#' Fit a Stan SEIR model
#'
#' This function fits a Stan SEIR model to one or more sets of COVID-19 case
#' data. See [project_seir()] for making predictions/projections.
#'
#' @param daily_cases Either a vector of daily new cases if fitting to a single
#' data type or a matrix of case data if fitting to multiple data types. Each
#' data type should be in its own column. Can have NA values (will be ignored
#' in likelihood). A vector will be turned into a one column matrix.
#' @param obs_model Type of observation model.
#' @param forecast_days Number of days into the future to forecast. The model
#' will run faster with fewer forecasted days. It is recommended to set this
#' to 0 here and use [project_seir()] for projections.

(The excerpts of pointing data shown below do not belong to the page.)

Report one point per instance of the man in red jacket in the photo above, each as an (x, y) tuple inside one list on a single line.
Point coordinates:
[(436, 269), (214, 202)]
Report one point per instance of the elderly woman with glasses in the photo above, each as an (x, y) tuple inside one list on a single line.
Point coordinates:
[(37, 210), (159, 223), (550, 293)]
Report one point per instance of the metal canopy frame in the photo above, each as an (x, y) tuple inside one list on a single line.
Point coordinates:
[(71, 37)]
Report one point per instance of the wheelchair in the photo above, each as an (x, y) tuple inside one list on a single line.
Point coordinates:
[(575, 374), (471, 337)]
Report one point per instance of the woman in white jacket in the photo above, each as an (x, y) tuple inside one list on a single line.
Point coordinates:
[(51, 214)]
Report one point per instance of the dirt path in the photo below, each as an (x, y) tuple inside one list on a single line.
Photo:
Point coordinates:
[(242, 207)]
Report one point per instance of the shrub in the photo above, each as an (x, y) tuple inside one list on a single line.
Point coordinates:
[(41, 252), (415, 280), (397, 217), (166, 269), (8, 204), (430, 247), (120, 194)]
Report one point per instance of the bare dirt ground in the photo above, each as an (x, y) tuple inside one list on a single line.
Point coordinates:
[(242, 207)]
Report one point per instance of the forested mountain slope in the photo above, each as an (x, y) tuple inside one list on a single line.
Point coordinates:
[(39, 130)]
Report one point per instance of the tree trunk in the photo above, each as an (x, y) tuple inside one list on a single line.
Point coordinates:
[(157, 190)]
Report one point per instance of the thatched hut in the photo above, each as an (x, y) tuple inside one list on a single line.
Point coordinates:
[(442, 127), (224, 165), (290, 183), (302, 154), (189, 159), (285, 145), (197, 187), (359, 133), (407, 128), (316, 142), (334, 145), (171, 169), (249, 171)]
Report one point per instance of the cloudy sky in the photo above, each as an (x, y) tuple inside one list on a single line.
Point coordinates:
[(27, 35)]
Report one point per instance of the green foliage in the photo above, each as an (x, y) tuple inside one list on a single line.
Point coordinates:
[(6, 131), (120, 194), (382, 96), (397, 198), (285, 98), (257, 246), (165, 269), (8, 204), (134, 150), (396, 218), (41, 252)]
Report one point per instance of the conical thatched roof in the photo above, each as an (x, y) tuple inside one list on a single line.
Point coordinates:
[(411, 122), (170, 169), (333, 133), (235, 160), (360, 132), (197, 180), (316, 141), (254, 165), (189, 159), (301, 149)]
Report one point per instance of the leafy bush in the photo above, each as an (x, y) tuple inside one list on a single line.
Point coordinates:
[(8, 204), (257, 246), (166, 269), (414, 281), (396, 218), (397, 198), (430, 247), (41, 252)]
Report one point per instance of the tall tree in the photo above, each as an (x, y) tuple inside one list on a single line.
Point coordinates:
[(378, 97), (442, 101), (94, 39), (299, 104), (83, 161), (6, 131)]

#' @param time_increment Time increment for ODEs and Weibull delay-model
#' integration in units of days. Larger numbers will run faster,
#' possibly at the expense of accuracy.
#' @param samp_frac_fixed A vector (or matrix) of sampled fractions. Should be
#' of dimensions: `nrow(daily_cases) + forecast_days` (rows) by
#' `ncol(daily_cases` (columns). A vector will be turned into a one column
#' matrix.
#' @param samp_frac_type How to treat the sample fraction. Fixed, estimated, a
#' constrained random walk, or segmented. Only applies to the first data type
#' column. The other data types must always have a fixed sample fraction
#' currently.
#' @param samp_frac_seg A vector of sample fraction segment indexes of length
#' `daily_cases` + `forecast_days`. Should start at 1. Applies if
#' `samp_frac_type = "segmented"`.
#' @param f_seg A vector of segment indexes of length `daily_cases` +
#' `forecast_days`. The segment index values should start at 0 to represent
#' the fixed "no social distancing" value `f0` from the `pars` argument.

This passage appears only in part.